Other alternative energy include biogas and hydropower. Their viability assessment and analysis merit further investigation.
COMMUNICATION LIMITATIONS
Despite the effort we put in research, we faced several challenges. First, it was difficult to find an equilibrium between art and technology when conducting the research. The ethos of Mediamatic should not be compromised.
Second, our team background heavily inclines towards social sciences and liberal arts. The lack of engineering expertise resulted in scarcity in technicality. However, because of our (in)experience, we were able to think outside the box.

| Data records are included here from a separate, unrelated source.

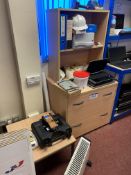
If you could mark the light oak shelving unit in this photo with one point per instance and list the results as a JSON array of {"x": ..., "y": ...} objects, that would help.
[{"x": 89, "y": 108}]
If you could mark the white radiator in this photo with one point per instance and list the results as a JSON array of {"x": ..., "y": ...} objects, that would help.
[{"x": 79, "y": 159}]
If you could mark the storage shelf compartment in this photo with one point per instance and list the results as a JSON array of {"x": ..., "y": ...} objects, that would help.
[{"x": 85, "y": 48}]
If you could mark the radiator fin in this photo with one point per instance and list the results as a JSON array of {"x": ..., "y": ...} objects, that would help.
[{"x": 79, "y": 158}]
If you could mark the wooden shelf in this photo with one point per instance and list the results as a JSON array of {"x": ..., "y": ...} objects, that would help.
[
  {"x": 86, "y": 48},
  {"x": 86, "y": 11}
]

Third, and perhaps the most crucial element that impeded our research, the communication limitations. Some Mediamatic members rendered inaccessible when we asked for information in person and via e-mail. When questions were finally posed, staff either redirected us to other members or referred them as a service that would cost extra.
Regardless, our research did not go straight to the dumpster as we explored a new field of knowledge. Now all we need are some tech-savvy engineers and understanding insiders to help fulfil our dream.